The Velvet Underground: Loaded (Cotillion). I presume anyone who saw the guys at Max's this summer has already bought this, which is to Manhattan what Time Peace is to New York. That is, this is really "Rock & Roll" (a title), but it's also really intellectual and ironic. Lou Reed's singing embodies the paradox. A.

Stevie Wonder: Signed, Sealed and Delivered (Tamla). Sometime in the past (can it be?) eight years Little Stevie became Big, and so did his frantic one-smash-a-year style--wheezes, shrieks, and all. Consistent Motown albums are rare, and this has its weak moments, but it's still the most exciting LP by a male soul singer in a very long time, and it slips into no mold, Motown's included. A minus.

Additional Consumer News

Since MGM prexy Mike Curb declared himself the moral guardian of youth culture, I have been keeping an especially sharp eye on his releases. MGM has released a series of forty reissue albums, including music by artists like Freda Payne and Don Gibson, who did none of their important work for MGM, and the Velvet Underground, which also no longer records for him. You remember Curb's stand on drugs? Well, on the first Velvets LP thee is a song called "Heroin." It is not a prosmack song by any means, but then, "Street Fighting Man" isn't a prorevolution song either. Reportedly, Lou Reed is reluctant to perform the song because of the way it is often misconstrued. "Heroin" is the first song on side two of the Golden Archive Velvet Underground.
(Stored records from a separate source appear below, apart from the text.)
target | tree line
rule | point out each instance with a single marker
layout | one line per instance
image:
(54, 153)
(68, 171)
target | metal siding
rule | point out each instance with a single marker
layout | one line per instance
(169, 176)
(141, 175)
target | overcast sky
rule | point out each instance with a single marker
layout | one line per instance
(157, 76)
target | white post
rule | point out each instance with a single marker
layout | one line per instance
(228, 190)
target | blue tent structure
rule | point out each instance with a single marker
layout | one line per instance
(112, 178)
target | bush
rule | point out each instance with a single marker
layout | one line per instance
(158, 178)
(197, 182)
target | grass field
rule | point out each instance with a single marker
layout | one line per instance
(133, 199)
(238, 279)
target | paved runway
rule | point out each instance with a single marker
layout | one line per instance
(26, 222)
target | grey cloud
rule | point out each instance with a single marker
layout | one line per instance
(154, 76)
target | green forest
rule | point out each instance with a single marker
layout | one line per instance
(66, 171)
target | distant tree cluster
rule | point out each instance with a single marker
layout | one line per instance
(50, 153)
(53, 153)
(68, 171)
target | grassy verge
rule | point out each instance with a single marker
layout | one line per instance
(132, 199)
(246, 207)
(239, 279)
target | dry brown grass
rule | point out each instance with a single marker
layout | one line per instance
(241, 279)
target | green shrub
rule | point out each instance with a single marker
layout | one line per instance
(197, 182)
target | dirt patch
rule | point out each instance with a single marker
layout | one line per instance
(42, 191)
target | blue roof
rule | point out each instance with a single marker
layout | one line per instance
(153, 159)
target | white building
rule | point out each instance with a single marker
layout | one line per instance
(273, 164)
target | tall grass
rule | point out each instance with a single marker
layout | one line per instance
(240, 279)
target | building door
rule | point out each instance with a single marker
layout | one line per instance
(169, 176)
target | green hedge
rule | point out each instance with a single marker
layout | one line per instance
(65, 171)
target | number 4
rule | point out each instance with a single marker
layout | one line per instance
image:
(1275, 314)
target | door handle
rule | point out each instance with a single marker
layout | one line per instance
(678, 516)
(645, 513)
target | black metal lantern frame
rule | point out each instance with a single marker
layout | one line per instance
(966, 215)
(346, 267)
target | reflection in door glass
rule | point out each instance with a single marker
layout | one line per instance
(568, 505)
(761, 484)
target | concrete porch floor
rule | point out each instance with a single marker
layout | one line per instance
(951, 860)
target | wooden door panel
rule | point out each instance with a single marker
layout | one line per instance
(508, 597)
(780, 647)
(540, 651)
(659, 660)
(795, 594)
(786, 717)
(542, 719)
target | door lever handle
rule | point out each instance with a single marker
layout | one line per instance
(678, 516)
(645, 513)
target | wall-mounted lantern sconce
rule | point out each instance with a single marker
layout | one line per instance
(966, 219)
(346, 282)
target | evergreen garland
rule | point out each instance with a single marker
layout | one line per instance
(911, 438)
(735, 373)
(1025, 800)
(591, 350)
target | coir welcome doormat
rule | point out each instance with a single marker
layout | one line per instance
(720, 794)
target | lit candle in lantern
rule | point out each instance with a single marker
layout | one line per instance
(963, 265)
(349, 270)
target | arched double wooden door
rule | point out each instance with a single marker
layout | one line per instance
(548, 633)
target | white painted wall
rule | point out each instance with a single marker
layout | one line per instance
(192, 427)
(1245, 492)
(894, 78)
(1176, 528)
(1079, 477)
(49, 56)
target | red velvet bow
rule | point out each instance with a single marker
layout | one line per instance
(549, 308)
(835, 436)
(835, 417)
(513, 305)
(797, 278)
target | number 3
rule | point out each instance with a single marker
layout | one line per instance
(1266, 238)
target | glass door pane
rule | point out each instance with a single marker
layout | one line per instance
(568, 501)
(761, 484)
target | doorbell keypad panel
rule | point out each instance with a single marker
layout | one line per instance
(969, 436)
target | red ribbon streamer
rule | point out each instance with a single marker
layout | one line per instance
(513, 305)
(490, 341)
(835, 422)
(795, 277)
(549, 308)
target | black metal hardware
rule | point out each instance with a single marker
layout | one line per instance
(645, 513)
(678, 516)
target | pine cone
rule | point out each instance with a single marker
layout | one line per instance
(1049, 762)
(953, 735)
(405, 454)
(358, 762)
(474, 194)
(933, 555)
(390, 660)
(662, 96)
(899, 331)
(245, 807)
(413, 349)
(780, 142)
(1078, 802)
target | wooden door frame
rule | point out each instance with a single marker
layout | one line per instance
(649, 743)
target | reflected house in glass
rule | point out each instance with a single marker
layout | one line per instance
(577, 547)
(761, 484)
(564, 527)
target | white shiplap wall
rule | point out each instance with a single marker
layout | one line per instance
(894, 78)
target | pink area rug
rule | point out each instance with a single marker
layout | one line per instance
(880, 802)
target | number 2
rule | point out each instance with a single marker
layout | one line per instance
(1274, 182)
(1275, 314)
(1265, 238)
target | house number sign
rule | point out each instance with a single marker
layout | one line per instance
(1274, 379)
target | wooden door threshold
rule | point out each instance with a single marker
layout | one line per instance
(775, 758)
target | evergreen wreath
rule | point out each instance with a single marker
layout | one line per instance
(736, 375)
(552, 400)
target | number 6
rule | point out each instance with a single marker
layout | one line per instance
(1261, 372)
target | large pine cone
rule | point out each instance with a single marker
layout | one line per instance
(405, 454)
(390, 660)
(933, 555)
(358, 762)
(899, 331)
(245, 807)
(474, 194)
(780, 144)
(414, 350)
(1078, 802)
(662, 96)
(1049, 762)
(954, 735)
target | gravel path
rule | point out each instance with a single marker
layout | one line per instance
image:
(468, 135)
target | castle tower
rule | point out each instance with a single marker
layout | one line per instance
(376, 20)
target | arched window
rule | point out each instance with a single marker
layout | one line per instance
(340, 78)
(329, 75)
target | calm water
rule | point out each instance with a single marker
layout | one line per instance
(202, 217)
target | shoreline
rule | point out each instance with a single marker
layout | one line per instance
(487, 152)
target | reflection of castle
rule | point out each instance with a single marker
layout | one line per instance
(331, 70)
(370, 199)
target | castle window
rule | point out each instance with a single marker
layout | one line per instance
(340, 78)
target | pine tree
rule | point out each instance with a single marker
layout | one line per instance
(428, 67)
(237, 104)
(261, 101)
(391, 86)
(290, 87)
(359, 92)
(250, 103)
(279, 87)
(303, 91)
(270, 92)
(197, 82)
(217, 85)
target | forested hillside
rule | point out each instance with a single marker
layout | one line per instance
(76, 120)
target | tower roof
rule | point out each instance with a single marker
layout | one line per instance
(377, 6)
MGM has also released an album called The Best of Marcel Marceau, which consists of thirty-eight minutes of silence and two minutes of applause, a singing Marine, and Heintje, Holland's fourteen-year-old answer to Oedipus, right down to the charming little bulge in his pants. . . . Consumers will be interested to note that Capitol Records is raising the list price on its records one dollar, which is proportionally equivalent to Chevrolet raising its prices six hundred dollars. Get them while you can--or don't get them at all. Record coops, anyone? . . . Due to continuing political confusion, I never wrote about the three-LP Woodstock album, even though I often play it for pleasure. I will say, however, that Woodstock Two is worth missing unless you happen to love Jimi Hendrix, who is especially well represented. The great Grossman holdout apparently continues: Joplin and The Band are absent once again. So's the Dead. . . . Shelby Singleton's Plantation Records, which first hit with "Harper Valley PTA," is getting a lot of c&w air-play for "The Battle Hymn of Lt. Calley," written and performed (execrably, by the way) by non-professionals and published, no kidding, by Quickit Publishing Co. I won't regale you with morality, but I do have one question: Why didn't Jerry Rubin think of this? . . . Alice Cooper's "I'm Eighteen" is one of the great singles of all time.